Dave Schaeffer, CEO of Cogent at UBS' 45th Annual Global Media and Communications Conference, told investors that the regulator’s pending decision will have a rippling effect on the overall internet.

Dave Schaeffer, Cogent Communications
                           Dave Schaeffer

“I think this is a bad thing for the entire internet ecosystem,” Schaeffer said. “It’s almost a certainty on a 3-2 vote, the FCC will decide to negate the principles of net neutrality as well as reclassify internet service providers as information services and not as communications services.”  

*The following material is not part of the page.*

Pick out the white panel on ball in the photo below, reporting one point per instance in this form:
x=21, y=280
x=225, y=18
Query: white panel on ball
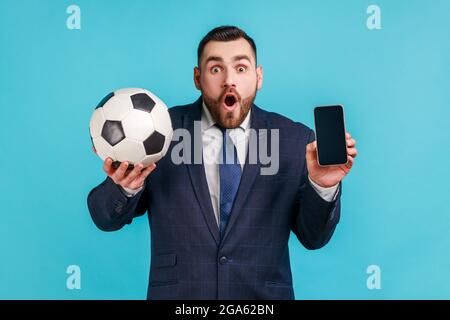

RELATED: Cogent’s Netcentric business growth at risk from net neutrality changes, says analyst

The FCC will vote on reclassifying ISPs under Title I of the Telecom Act during its upcoming monthly meeting. FCC Chairman Ajit Pai will present a repeal for the program, put in place by his predecessor Tom Wheeler, that prevents paid content prioritization and other schemes that would create "fast" and "slow" lanes for internet content.

Right before the Thanksgiving holiday, FCC Chairman Ajit Pai circulated a Report and Order on Restoring Internet Freedom, which would reverse the agency’s 2015 decision to regulate broadband internet access service under Title II of the Communications Act.

For Cogent, which provides fiber and IP transit services to ISPs and content providers like Netflix, the current net neutrality rules emerged following battles with eight service providers that would not upgrade their interconnection points.

By not upgrading these interconnection points, these providers made it more difficult for consumers to access applications like Netflix, one of Cogent’s largest customers.

“The regulatory oversight that was put in place in June 2015 was beneficial to us and it helped us go to a group of 8 ISPs who methodically began blocking their customers’ connectivity to the internet by refusing the upgrade the interconnection points,” Schaeffer said. “In doing so they were looking to harm some of our customers, particularly some of our largest video customers.”

Under the terms of these contracts, these providers are required to make necessary upgrades. Other than Deutsche Telekom, which Cogent has sued, the remaining seven providers have all abided by the terms of the contracts.

In reclassifying ISPs under Title II of the Communications Act, the FCC was able to bring a sheriff into the room that allowed Cogent to enter into multi-year contracts to exchange traffic and required each provider to upgrade their networks.

“With the FCC’s 2015 internet order, our problems have gone away,” Schaeffer said. “Even if the current rules are overturned, we have adequate interconnection.”

Schaeffer added that reclassifying ISPs under Title I will harm consumers by giving these providers more control over network connectivity.

“What these rules will allow companies to do is choose whether for their end users will have adequate connections,” Schaeffer said. “We think that’s a bad idea and we also believe these rules will be challenged and will be reverted back to where they are now.”